A PUB landlady who inherited a £2.5million fortune from killer farmer Tony Martin said she will be converting his barns into 10 new homes.
Jacqueline Wadsley, now 52, was the sole beneficiary of Martin’s will after they became friends following his release from prison in 2003.
Martin came into the spotlight when he fired an illegal gun at two intruders from his Norfolk farmhouse in 1999, killing one and wounding the other.
He died aged 80 last February and left behind a large inheritance, and last month it was revealed that the millions would go to Jacqui.
The pair formed a “father and daughter” style relationship after they met at the Hare & Hounds pub, where Martin would regularly drink while Jacqui spent more than a decade as manager.
The landlady claims she knew nothing about the fortune she and her husband, David, 45, stood to inherit until Martin’s death.
The estate is understood to be made up of Bleak House, 350 acres of surrounding land and property in Australia.
Jacqui, now a property landlord, and David have recently applied for planning to turn five of the barns on Bleak House Farm into 10 homes.
The application the couple submitted to King’s Lynn and West Norfolk Council said the barns are currently functional agricultural buildings.
This could mean they are eligible for permitted development which allows agricultural buildings to be converted without full planning permission.
The application states that the barns will still appear similar but the walls, roofs and doors will all be upgraded in the conversion.
David previously told the Mirror: “Tony came into Jacqui’s pub which she was running at the time.
“It was after [the shooting] and after Mr Martin had been released from prison. It was a slow burner but Jacqui, by her nature, she’s a very, very caring person so the friendship just grew.
“It became something much stronger and ended up being more like a father and a daughter relationship to be honest at the end.”
He insisted that the fortune still came as a shock to the pair after Martin refused to disclose who he would be leaving his estate to when asked in 2022.
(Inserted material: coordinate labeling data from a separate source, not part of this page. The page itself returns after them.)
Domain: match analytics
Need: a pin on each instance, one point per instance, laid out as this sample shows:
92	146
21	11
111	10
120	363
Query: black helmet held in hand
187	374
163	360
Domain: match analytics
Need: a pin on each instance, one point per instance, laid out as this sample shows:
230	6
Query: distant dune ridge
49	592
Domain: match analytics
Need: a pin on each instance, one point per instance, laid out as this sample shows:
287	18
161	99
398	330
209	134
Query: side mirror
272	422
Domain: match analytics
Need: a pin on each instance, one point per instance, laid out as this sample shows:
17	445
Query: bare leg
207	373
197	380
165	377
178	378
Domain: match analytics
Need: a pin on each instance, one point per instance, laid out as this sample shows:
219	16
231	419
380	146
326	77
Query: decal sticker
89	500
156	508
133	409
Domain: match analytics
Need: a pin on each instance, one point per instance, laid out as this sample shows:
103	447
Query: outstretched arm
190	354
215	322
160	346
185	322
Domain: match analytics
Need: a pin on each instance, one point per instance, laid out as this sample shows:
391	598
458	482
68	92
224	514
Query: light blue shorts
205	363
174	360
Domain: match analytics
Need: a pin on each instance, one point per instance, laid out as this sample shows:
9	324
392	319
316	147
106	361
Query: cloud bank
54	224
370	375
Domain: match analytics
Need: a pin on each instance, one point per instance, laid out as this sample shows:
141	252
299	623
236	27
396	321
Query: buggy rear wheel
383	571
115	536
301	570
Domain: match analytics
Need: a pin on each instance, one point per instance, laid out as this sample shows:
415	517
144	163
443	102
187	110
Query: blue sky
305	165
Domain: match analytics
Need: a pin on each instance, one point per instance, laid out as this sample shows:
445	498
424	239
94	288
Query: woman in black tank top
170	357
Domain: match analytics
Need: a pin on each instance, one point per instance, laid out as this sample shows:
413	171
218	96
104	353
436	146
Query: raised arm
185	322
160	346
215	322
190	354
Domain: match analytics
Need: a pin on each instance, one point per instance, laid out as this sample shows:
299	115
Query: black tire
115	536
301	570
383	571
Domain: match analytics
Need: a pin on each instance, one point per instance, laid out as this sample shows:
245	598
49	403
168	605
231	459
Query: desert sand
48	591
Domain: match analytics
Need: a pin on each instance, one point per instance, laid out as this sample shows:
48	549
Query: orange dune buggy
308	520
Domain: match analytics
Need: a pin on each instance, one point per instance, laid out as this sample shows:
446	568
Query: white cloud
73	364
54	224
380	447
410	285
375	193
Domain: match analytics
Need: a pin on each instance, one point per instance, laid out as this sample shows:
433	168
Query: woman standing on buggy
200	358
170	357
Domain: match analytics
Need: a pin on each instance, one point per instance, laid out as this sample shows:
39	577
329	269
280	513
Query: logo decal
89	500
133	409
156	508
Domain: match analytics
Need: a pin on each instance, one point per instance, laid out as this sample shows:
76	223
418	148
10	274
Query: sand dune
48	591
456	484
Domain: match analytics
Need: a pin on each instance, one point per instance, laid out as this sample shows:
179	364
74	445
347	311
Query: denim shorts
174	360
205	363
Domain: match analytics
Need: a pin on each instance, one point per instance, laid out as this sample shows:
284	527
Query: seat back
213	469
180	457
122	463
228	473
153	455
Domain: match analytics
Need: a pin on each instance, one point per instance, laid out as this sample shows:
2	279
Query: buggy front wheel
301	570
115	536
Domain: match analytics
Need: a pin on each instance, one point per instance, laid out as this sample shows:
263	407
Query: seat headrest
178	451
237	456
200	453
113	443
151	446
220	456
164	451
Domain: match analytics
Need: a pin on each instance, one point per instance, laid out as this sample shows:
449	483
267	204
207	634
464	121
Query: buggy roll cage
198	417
It had been thought that part of Martin’s estate would go to a relative. But the childless farmer appears to have snubbed his family entirely in his will and probate arrangements.
He was said to have been completely estranged from his feuding older brother, Robin Martin, once describing their fractured bond as resembling a “Cain and Abel situation”.
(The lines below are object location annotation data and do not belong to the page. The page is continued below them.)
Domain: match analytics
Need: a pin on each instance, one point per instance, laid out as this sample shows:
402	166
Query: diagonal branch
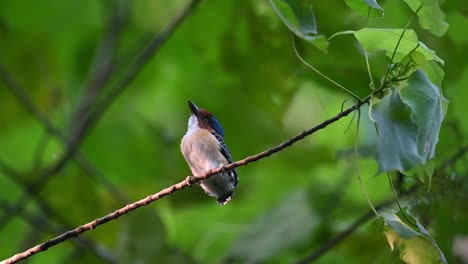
176	187
84	126
331	243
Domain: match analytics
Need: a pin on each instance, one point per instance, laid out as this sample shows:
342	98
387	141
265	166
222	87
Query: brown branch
331	243
90	120
176	187
20	93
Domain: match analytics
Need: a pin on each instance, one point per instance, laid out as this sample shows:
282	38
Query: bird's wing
225	151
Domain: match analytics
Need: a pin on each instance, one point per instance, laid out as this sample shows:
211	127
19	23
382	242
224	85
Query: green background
235	59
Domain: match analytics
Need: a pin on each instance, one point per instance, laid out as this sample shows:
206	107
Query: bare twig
102	68
40	223
20	93
331	243
82	129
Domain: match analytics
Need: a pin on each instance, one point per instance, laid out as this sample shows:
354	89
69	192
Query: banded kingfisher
203	148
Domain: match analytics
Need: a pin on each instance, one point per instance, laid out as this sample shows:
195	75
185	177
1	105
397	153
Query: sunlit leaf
276	230
397	147
366	8
416	246
430	15
299	17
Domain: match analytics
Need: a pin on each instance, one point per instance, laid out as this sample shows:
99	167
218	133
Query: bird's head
203	119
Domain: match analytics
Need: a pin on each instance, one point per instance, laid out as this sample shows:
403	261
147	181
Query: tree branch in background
333	242
176	187
41	222
90	120
20	93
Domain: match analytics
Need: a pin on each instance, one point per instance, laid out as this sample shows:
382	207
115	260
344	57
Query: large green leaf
416	245
299	17
286	225
385	39
427	110
366	8
430	16
397	147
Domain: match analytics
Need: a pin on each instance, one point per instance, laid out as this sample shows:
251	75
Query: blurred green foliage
235	59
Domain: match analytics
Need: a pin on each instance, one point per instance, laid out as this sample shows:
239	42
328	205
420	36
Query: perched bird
203	148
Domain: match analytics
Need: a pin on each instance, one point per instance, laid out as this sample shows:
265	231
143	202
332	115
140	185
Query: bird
204	149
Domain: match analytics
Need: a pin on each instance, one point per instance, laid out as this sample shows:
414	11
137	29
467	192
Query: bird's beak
194	108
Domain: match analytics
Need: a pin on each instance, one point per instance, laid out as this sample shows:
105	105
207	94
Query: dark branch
331	243
176	187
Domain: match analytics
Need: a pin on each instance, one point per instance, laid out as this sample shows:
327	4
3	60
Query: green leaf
432	69
384	39
427	110
416	246
430	15
366	8
276	230
397	146
299	17
142	238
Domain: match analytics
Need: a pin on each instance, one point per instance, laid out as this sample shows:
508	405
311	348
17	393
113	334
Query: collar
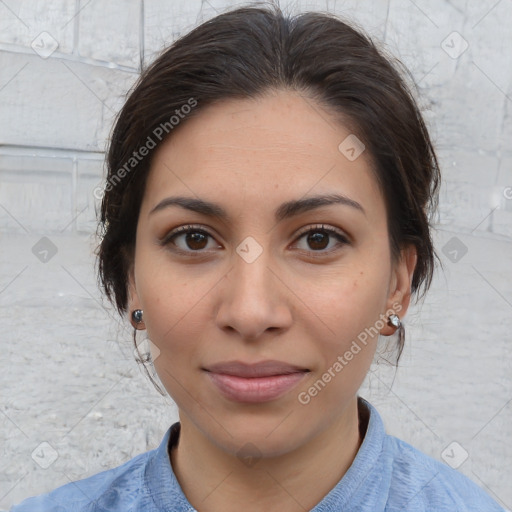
163	487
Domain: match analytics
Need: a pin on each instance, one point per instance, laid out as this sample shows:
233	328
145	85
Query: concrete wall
65	67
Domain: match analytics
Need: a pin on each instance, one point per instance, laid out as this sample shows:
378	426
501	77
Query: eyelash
339	235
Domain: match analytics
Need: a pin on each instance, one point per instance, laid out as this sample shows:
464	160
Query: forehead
281	144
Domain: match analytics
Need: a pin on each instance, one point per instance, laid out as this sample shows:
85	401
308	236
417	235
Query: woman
265	219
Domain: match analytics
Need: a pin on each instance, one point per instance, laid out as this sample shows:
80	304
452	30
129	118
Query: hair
248	52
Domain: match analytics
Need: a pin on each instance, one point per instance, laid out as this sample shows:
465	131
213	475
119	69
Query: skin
297	302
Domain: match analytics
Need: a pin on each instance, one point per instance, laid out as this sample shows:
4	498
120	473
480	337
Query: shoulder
421	483
122	486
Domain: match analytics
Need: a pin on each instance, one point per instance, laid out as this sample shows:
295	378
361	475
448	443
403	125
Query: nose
253	298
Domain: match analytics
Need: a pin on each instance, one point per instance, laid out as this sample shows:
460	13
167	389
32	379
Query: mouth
255	383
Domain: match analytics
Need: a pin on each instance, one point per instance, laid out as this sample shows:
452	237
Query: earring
394	320
137	315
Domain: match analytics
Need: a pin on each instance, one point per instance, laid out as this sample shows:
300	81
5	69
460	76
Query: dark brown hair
245	53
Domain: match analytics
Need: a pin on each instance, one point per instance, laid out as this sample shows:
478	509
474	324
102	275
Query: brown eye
318	239
188	239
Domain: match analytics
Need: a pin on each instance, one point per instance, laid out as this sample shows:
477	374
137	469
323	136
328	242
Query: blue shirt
387	474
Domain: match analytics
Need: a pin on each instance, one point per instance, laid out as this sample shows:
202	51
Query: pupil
196	238
315	238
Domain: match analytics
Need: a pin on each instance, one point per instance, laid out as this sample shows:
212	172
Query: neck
214	480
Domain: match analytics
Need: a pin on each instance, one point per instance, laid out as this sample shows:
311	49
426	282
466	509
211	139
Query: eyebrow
284	211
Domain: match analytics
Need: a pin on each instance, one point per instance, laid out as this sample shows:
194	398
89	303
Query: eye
319	237
193	239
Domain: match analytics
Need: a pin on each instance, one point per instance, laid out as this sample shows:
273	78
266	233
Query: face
264	282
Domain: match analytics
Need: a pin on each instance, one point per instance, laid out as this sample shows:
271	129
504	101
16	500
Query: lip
253	383
262	369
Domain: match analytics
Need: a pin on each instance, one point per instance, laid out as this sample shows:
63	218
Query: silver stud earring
137	316
394	320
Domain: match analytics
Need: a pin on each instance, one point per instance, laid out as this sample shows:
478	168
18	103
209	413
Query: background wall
73	401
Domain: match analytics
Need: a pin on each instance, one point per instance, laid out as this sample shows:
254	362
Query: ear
133	299
399	296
Jacqui was said to have become Martin’s only real family after she reportedly helped him with medical appointments and accommodation, making herself available at all hours to support him.
Martin was even present when she tied the knot with David at the pub in Wisbech, Cambridgeshire, alongside her close friends and family.
Probate papers revealed that Martin’s entire estate was worth £2,567,795.
Tony Martin shot 16-year-old Fred Barras at his Norfolk farmhouse in 1999.
The following year, Martin was jailed for the boy’s murder and for injuring another 29-year-old man, Brendan Fearon, in the same incident.
It is thought the panicked farmer shot at both burglars after they broke into his secluded property.
His defence for the shooting of Fred Barras was that he pulled the trigger as a warning.
Martin’s actions sparked a nationwide debate over the measures homeowners can take to defend their property, and landed Martin a five-year sentence for manslaughter.
But Martin continued to remain defiant over the death of Fred Barras – and never apologised for what happened.
“I tried to defend my home, my private space. I was just a man, asleep, for goodness sake. Not some roaming vigilante,” he said.
Speaking to the Daily Mail, he said he’d visited the teen’s headstone in Newark out of “curiosity”.
Martin fired three shots towards them and both fled through the window, with Barras later dying in the grounds.
Fearon was later jailed for three years for his part in a conspiracy to burgle the property along with Barras.
The unremorseful farmer had told investigators he slept with a shotgun under his head after previous burglaries – and had removed the top and bottom steps of his staircase as a booby trap.
English law permits one person to kill another in self-defence only if the person defending him or herself uses no more than reasonable force.
It is the responsibility of the jury to determine whether or not an unreasonable amount of force was used.
Martin was initially sentenced to life imprisonment was reduced after an appeal in October 2001 included evidence that Martin was diagnosed with paranoid personality disorder exacerbated by depression.
He was also diagnosed with Asperger’s, and on the grounds of diminished responsibility his sentence was reduced to five years for manslaughter.